Monacello's version of the family dynamics revolved around power, greed and money. Both Ligambi, 73, and Borgesi, 49, were constantly jockeying for postiion even while Borgesi was serving a 14-year prison sentence in a federal prison in West Virginia.

Monacello has been portrayed as Borgesi's point man in a Delaware County-based gambling and loansharking operation tied to the mob family. He has testified repeatedly that while he was "supporting" Borgesi by funneling cash from mob activities -- sometimes as much as $2,800-a-month -- to the wife of the jailed gangster, Ligambi and Borgesi's younger brother Anthony repeatedly tried to undermine him.

In testimony on Friday he said Anthony Borgesi was "jealous" because George Borgesi had chosen him over his brother to run his mob operations while he was in jail. He said George Borgesi once told him that "the only thing my brother is capable of is screwing young girls and lifting weights."

Monacello has also testified that Ligambi wanted him "out of the way" so that he could take control of his bookmaking and loansharking gambits. He said Ligambi sided with mob capo Martin Angelina in several disputes over money even though Angelina was indirectly reducing the amount of cash available to Borgesi, Ligambi's jailed nephew.

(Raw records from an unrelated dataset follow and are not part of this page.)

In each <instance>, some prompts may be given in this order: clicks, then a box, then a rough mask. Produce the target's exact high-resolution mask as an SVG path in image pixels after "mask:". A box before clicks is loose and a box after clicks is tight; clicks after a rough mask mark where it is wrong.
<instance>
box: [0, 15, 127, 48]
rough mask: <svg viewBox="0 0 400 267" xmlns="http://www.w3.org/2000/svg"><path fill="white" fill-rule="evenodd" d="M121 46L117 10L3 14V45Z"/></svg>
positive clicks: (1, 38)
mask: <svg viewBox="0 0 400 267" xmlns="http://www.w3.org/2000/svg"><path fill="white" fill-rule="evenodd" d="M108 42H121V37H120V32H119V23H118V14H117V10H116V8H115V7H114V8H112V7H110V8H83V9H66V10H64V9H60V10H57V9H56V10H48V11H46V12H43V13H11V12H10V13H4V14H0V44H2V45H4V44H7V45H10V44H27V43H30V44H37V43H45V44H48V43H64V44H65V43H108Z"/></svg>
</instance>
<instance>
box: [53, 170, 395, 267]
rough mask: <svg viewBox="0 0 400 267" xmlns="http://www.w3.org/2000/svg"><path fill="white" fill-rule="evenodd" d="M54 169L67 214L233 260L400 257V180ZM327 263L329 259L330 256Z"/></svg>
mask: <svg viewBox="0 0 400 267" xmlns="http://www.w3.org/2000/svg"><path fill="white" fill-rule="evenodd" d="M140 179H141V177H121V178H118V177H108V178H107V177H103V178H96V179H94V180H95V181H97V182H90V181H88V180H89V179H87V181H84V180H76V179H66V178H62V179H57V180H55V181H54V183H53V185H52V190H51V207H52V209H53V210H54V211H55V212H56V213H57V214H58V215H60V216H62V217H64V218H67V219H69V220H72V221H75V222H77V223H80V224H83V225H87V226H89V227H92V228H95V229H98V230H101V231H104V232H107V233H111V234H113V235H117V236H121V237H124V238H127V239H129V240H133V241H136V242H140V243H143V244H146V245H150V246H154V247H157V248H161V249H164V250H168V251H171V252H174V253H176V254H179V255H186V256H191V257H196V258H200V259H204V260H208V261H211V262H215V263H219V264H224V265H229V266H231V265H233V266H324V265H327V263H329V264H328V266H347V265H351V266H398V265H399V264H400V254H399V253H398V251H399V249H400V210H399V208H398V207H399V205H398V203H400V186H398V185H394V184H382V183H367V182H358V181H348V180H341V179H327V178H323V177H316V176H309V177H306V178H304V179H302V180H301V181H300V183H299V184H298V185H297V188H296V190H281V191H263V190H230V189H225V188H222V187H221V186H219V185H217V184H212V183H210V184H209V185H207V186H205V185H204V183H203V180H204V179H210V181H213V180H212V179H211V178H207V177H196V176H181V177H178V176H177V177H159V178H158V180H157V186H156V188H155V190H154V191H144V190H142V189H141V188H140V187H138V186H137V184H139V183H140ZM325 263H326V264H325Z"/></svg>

The trials and tribulations of the crime family were the focus of many of his comments and his disdain for Ligambi was clearly on display for the jury when he imitated the mob boss while recounting two separate incidents.

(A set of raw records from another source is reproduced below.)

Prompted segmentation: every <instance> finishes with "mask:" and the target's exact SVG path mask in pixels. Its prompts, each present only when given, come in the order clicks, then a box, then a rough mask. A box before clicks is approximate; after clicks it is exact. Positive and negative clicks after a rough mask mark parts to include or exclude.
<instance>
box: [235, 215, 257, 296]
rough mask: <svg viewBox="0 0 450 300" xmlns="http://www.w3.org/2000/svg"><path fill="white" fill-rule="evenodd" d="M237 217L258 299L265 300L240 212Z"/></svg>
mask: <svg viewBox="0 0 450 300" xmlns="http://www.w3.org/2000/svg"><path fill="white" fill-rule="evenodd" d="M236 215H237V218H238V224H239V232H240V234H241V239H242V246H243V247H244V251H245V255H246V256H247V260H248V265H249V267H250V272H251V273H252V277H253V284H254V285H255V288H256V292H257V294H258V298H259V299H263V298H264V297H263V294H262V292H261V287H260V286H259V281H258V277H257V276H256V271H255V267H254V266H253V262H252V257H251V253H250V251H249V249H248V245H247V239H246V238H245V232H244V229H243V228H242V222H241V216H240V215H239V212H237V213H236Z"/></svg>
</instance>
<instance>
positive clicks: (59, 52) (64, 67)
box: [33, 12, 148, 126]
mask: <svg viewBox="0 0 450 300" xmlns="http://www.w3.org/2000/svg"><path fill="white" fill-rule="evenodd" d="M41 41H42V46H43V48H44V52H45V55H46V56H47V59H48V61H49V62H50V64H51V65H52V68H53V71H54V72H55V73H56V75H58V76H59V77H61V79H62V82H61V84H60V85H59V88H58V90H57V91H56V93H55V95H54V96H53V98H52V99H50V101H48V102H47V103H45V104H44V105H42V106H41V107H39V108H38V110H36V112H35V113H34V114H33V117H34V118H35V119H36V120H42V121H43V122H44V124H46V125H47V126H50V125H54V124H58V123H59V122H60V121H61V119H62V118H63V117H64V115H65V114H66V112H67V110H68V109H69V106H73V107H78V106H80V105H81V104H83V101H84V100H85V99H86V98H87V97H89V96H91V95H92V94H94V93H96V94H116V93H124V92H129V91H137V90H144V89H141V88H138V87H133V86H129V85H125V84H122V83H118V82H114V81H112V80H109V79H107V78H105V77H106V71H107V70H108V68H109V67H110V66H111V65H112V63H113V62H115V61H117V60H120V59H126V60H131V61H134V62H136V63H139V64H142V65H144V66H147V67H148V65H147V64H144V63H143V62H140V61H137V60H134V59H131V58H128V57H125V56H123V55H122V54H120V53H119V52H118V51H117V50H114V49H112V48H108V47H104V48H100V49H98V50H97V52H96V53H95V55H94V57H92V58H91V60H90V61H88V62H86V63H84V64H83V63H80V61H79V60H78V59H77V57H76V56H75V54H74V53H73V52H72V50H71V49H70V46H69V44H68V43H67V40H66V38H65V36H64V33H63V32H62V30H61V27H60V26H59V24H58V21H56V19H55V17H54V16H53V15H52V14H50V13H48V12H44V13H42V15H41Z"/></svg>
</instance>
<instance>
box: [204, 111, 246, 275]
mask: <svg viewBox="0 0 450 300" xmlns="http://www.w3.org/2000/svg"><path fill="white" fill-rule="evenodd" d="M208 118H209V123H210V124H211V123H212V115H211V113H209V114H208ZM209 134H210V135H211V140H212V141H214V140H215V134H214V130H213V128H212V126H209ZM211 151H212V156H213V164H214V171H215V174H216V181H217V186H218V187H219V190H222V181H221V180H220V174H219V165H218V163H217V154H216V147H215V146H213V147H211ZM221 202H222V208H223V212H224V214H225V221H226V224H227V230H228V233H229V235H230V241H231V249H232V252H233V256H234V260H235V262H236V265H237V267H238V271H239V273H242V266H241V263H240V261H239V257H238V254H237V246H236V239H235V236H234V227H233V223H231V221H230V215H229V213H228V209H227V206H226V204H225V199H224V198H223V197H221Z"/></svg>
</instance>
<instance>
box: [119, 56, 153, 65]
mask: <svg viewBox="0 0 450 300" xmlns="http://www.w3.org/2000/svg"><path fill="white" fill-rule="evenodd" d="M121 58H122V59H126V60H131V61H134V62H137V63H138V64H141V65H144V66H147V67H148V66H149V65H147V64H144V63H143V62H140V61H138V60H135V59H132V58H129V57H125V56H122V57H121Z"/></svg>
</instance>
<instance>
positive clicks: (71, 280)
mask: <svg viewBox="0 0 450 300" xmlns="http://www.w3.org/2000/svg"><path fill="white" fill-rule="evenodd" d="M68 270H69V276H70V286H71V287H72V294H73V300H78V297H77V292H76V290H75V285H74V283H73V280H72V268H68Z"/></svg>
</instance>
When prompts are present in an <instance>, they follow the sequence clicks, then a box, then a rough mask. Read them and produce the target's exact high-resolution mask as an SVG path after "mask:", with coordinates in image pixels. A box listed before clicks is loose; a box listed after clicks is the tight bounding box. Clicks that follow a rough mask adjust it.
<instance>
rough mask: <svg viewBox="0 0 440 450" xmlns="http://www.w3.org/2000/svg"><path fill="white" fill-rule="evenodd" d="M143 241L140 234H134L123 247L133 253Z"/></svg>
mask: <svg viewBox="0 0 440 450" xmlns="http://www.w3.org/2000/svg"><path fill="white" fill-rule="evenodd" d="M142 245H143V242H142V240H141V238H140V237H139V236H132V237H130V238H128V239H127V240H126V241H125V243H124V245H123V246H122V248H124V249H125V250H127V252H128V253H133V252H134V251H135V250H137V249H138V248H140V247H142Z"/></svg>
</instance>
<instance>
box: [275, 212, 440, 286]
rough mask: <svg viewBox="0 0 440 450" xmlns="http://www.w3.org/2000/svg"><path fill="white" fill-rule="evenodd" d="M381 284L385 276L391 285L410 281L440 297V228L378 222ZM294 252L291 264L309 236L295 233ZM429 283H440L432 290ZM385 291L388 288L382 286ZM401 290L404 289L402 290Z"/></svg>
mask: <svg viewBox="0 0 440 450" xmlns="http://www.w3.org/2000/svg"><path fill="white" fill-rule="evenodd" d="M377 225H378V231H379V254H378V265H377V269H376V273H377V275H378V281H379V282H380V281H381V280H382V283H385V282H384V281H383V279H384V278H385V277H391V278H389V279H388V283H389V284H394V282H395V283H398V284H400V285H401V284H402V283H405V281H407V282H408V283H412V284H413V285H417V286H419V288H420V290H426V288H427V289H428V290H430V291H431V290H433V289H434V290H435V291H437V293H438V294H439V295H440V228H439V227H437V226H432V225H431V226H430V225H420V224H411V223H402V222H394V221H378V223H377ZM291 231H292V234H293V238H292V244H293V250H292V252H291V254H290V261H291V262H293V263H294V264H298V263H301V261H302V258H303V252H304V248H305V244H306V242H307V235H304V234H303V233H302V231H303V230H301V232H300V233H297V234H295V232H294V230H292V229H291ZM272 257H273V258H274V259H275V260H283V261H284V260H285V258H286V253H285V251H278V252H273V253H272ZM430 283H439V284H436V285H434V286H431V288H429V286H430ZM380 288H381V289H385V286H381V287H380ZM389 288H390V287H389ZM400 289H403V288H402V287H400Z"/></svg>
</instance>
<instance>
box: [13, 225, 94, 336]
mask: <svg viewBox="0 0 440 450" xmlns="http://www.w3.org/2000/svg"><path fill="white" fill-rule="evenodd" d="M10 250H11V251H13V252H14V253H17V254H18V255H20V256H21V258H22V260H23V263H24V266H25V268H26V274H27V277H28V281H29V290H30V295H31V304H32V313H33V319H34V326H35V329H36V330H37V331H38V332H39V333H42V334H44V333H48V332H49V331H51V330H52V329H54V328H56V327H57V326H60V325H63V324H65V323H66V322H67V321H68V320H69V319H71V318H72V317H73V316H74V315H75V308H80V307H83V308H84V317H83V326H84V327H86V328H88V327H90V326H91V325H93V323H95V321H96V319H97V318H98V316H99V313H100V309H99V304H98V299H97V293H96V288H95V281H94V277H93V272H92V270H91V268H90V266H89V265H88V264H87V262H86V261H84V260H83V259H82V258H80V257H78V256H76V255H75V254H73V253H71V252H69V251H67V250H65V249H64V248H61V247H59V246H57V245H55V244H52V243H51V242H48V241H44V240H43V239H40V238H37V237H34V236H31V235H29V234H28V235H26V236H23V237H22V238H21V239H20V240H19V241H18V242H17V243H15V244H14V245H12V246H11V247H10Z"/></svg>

Monacello said after he was released on bail in 2008 following his arreest in a Pennsylvania Attorney General's investigation into the Delaware County gambling operations, Ligambi came to his South Philadelphia home to offer his support.

Monacello, rolling his eyes and shaking his head, said he was released on bail at 3 a.m. and that by 8 a.m. Ligambi was knocking on the door of his South Philadelphia home.

"Here come mob boss Joe Ligambi," Monacello said, rapping his knuckles on the wooden witness stand as if he were knocking on a door.

Then, speaking in the rapid, high pitched voice that he said was Ligambi's, he said the mob boss told him, "Don't worry about nothing. Here's the lawyer to hire. Just do what he tells you,"
Monacello said he knew at that point that Ligambi distrusted him and was upset over reports that he, Monacello, had plotted to have Angelina, a high ranking mob figure, assaulted.

"He made this speech in front of my whole family," Monacello told the jury.
Then he looked over to the defense, began to clap his hands and said, "It was a great peformance, Joe. An Academy Award winning speech."

Later he recounted another confrontation in front of Ligambi's South Philadelphia home in September 2009 that was filmed by Fox 29 TV. While there was no audio with the video that was shown to the jury, Monacello said he had gone to Ligambi's home to deny reports being circulated by Angelina that he, Monacello, was granting an interview to a reporter.

"It wasn't true, but it was another case of Angelina causing trouble for me," he said.
Monacello said that after he denied that he intended to grant an interview, he brought up the fact that Ligambi himself had been profiled in Philadelphia Magazine.

Ligambi, he said, went on a rant,complaining that popular disk jockey Gerry Blavat had set the magazine interview up. Again returning to the high pitched, rapid fire voice that he said was Ligambi's, Monacello said the mob boss screamed, "That motherfucker Gerry Blavat. See that cocksucker...I'm gonna kill that motherfucker. He set the whole thing up."

When Jacobs on cross-examination suggested that Ligambi "didn't really intend to murder Gerry Blavat," Monacello said of Ligambi, "Any time he says he wants to hurt somebody, I take him seriously."

Many of the family members and friends of the defendants who packed the 15ht floor courtroom made no secret of the fact that they didn't Monacello seriously. Several joked and mocked him during breaks and with the jury out of the room.

"I told you he was a punk," one friend of Borgesi's shouted to him.

"You were right," Borgesi replied. "I was wrong."

Several others asked Ligambi if they could see his Oscar from the Academy Award speech.

Ligambi and Borgesi, who have been held without bail since their arrests in May 2011, shared in the laughter. But if the jury buys the story that he has been telling from the witness stand, it will be Bent Finger Lou who has the last laugh.